Walking along the cobblestone streets of Old San Juan, you can’t help but notice the Spanish influence. Kevin said the city reminded him of a very clean, freshly painted New Orleans. And he’s definitely right about that. Every few blocks, we also stumbled upon plazas. It only makes sense that if you are questing for food, the first thing you should notice is the architecture. Spanish, my friend, means tapas, and it was at two tapas places that we finally found food to write home about.
The first was right behind our hotel, hidden in plain sight if you will. El Toro Salao, which inexplicably means “the salty bull,” is home of the most amazing passion fruit caprihani I have ever tasted. We actually ate at the restaurant (inside for faster seating) on the night before the race, and had Kevin not dragged me out of the place kicking and screaming, I would have had 15 of them. Below the din of restaurant chatter, a jazz trio (I know this doesn’t make sense, but it was really nice) played haunting renditions of songs I only barely noticed at first. When Kevin asked the name of the song they were playing that I couldn’t name, the band was delighted and said they would play any song Kevin wanted. Between the drinks and the band, we could have stayed here a long time. The food, traditional tapas, wasn’t bad either. The patatas bravas or yummy potatoes (yes, that’s the translation!) were spicy and garlicky, just as I like them, and I devoured a bowl of olives marinated in red wine. I also ordered shrimp tacos refashioned as an appetizer in crunchy wonton skins. The dish was inventive, but again, do not eat seafood, even in nice tapas bars.

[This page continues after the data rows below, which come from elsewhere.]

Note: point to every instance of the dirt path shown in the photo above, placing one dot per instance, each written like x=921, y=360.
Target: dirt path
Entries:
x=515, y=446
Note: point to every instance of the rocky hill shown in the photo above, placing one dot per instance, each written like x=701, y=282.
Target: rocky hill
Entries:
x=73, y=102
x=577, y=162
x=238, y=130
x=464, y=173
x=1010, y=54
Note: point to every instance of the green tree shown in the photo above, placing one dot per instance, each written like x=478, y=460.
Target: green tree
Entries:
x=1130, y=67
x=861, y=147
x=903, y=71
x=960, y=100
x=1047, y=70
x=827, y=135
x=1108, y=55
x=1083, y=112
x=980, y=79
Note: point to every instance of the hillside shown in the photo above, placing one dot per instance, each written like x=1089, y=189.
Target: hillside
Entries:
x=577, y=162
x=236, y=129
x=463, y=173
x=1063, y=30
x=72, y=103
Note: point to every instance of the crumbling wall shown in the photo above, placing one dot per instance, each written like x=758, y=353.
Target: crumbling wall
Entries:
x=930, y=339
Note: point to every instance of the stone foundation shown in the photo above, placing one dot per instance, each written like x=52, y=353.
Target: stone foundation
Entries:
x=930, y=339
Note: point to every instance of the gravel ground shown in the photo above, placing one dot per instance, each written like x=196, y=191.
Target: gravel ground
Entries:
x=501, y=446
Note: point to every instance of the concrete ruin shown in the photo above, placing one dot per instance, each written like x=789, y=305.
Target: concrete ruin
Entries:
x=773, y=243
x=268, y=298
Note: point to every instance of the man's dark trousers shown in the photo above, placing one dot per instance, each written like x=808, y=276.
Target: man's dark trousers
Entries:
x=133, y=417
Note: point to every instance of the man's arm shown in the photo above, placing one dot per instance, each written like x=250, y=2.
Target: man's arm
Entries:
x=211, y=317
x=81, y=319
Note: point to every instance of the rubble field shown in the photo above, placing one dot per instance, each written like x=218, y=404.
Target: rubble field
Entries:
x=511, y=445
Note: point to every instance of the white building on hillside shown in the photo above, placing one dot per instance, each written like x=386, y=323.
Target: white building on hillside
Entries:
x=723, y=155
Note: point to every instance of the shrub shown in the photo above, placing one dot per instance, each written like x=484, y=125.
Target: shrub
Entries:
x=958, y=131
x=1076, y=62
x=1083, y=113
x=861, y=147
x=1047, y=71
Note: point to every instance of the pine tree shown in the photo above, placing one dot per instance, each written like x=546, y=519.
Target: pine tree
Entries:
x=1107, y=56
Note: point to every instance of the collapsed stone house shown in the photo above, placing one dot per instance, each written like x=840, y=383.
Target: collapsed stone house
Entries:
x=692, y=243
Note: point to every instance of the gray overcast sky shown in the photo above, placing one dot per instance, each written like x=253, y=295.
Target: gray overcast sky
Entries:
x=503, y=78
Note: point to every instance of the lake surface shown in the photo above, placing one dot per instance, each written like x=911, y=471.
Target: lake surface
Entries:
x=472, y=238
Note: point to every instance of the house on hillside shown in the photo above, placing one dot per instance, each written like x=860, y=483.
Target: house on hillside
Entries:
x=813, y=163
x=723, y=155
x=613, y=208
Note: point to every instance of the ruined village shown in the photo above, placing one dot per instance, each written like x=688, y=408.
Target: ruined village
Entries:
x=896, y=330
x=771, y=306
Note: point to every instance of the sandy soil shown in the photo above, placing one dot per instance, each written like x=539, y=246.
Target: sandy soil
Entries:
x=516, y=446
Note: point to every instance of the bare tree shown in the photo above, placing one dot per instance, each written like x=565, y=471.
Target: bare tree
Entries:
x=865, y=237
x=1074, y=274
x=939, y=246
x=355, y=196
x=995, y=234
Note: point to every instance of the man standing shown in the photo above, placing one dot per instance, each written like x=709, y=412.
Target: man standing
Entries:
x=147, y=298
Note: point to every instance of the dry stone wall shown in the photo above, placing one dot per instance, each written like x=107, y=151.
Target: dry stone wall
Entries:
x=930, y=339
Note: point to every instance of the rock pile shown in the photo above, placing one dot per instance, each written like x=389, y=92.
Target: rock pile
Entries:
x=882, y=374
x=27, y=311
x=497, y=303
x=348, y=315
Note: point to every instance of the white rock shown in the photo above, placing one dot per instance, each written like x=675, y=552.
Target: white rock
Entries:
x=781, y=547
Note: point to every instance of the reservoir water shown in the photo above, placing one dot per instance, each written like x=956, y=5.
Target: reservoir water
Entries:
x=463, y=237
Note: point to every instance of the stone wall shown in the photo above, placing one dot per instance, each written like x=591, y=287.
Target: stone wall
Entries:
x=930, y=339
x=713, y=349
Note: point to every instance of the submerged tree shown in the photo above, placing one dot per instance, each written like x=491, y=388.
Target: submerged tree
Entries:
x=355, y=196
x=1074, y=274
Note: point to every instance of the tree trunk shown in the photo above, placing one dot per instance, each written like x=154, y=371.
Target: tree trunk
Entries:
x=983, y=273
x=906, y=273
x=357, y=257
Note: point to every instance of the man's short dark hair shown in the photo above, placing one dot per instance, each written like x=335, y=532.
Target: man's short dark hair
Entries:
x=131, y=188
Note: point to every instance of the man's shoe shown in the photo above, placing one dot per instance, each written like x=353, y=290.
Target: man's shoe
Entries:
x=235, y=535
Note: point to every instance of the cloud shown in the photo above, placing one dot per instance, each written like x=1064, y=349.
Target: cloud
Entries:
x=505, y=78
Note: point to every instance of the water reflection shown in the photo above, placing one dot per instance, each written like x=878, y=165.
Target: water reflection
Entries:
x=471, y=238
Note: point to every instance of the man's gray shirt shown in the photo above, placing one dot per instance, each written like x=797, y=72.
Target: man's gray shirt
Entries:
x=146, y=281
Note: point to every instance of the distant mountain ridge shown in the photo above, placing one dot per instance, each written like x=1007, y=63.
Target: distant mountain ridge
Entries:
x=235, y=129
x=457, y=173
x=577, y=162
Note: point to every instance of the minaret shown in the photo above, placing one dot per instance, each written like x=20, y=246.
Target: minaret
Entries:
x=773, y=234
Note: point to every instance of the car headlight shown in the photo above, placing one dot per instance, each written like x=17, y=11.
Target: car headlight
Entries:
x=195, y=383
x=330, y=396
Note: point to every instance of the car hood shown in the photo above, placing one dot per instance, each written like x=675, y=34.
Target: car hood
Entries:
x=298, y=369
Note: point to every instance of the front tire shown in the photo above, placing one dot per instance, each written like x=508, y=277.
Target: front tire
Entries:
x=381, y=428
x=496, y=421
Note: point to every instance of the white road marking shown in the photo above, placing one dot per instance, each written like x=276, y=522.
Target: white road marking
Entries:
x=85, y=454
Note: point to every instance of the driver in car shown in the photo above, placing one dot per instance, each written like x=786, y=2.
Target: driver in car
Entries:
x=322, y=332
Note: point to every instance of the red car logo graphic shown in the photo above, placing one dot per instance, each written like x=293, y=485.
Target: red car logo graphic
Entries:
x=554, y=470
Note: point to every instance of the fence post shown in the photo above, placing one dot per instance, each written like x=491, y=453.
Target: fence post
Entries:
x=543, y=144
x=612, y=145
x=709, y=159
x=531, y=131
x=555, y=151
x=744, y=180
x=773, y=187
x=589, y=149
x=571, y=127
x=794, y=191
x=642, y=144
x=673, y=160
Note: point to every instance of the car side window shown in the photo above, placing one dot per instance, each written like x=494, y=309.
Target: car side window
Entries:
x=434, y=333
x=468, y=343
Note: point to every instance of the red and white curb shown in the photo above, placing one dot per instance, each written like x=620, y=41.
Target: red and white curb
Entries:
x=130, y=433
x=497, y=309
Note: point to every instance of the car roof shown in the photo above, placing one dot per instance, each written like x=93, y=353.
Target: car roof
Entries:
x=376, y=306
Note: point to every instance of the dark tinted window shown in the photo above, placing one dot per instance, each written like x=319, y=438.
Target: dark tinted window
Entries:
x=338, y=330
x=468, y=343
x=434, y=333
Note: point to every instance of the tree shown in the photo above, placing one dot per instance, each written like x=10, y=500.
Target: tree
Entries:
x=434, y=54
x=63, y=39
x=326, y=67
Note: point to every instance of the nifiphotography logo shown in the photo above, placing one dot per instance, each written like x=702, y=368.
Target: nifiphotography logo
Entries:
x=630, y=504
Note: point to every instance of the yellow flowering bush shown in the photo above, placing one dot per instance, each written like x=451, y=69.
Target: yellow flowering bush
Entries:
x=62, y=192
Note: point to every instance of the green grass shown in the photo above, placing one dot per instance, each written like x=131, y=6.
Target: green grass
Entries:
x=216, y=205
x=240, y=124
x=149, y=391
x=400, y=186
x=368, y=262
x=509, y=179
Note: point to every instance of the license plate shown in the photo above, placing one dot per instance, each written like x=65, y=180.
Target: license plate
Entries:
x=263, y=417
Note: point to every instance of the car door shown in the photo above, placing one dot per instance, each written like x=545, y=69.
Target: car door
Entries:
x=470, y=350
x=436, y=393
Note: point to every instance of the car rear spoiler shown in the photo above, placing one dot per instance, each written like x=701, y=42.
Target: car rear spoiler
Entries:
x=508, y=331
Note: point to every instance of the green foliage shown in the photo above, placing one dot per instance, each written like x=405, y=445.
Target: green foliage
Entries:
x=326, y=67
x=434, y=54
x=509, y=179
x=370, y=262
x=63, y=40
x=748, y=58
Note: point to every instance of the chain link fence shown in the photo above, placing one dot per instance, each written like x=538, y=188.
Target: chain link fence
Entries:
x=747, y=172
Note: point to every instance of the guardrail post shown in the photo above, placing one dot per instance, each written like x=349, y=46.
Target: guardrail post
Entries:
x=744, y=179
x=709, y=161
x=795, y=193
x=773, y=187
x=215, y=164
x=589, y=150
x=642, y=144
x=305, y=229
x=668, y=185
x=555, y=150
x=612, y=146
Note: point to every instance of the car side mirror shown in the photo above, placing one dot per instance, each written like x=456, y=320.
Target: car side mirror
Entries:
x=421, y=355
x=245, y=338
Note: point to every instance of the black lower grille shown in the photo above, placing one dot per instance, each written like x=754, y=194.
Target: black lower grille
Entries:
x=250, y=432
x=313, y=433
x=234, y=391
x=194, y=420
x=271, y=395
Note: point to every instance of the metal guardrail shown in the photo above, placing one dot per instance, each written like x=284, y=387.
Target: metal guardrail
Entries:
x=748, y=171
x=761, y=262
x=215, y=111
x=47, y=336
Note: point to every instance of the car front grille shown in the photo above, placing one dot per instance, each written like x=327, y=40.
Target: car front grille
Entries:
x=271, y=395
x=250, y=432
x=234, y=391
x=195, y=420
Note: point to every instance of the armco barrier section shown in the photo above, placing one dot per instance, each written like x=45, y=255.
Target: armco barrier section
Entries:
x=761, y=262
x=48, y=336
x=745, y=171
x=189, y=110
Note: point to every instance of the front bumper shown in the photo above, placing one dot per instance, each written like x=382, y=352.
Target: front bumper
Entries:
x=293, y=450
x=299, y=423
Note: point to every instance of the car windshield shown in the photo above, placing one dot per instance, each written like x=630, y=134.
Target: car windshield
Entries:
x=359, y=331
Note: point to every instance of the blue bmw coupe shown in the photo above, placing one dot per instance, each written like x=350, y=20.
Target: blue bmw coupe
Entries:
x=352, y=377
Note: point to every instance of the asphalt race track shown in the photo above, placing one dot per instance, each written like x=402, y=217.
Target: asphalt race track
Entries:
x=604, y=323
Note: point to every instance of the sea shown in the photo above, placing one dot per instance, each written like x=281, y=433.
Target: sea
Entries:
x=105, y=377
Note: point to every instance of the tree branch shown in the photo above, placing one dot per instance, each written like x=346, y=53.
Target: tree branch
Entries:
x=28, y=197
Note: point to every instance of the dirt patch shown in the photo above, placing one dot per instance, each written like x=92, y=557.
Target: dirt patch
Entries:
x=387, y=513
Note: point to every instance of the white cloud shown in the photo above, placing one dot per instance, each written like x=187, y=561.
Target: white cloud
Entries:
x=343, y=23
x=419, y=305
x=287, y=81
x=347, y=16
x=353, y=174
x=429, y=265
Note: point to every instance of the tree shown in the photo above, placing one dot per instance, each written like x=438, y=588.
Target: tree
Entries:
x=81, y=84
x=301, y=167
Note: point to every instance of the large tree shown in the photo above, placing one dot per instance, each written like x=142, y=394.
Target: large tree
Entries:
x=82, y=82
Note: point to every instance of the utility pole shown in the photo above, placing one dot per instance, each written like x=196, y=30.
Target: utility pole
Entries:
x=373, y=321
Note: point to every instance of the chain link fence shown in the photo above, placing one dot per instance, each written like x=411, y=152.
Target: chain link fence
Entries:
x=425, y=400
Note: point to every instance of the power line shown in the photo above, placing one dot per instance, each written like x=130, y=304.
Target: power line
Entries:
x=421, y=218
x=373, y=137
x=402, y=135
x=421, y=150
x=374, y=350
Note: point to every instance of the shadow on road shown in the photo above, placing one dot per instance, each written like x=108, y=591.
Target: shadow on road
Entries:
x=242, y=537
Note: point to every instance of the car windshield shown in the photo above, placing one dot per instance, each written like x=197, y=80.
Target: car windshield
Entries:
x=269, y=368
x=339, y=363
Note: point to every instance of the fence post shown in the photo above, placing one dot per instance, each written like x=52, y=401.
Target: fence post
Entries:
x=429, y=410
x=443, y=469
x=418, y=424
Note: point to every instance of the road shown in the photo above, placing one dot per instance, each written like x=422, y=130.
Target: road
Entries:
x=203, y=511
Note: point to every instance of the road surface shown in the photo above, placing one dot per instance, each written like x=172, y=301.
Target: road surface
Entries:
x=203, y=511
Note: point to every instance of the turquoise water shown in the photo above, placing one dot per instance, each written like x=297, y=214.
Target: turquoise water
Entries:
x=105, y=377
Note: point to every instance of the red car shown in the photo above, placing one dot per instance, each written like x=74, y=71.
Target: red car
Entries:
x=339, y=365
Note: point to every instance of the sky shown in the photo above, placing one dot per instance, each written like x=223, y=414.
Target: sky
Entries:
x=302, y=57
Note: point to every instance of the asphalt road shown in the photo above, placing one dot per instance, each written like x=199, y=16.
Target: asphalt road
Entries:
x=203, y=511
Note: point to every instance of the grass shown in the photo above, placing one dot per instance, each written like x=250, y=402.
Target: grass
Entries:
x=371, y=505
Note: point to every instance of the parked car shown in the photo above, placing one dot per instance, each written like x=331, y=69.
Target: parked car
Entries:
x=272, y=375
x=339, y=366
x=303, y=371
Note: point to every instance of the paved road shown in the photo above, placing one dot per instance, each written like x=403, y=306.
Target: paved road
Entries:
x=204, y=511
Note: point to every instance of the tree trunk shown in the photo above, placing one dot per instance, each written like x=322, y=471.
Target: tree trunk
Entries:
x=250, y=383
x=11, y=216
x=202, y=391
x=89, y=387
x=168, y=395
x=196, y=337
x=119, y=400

Later in the week, we stumbled into a tapas place called El Picoteo, which means to nibble or pick. This tapas place was the best one we’ve visited in all of our travels. From beginning to end, every single thing we ate was delicious. First up, I had Tomates Alinado, a tomato salad whose star was a unique pesto oil that lit up the dish. I dunked everything I could find into this oil—the bread, the tomatoes, my salmon from the next dish. Salmon en Pistachio Chimichurri was a pistachio-encrusted salmon with chimichurri sauce, and we were relieved to find that the fish was actually perfect. I guess you can find good seafood in Puerto Rico if you try hard enough. Another winner was the asparagus, grilled in olive oil. When done properly, these things are better than French fries. Kevin ate a variety of meat things, all of which he raved about: Chorizo Diablo, Spanish chorizo sauteed in brandy with quite a bit of kick, and Pinchos Filete, which were pork kabobs.
In the last two days, we managed to find several espresso bars with delicious pastries. One, La Tortuga, whose logo was a turtle that looked like an igloo, was a recommendation from a shop manager. It helps to ask a local where to eat. Sage advice for even the most seasoned traveler.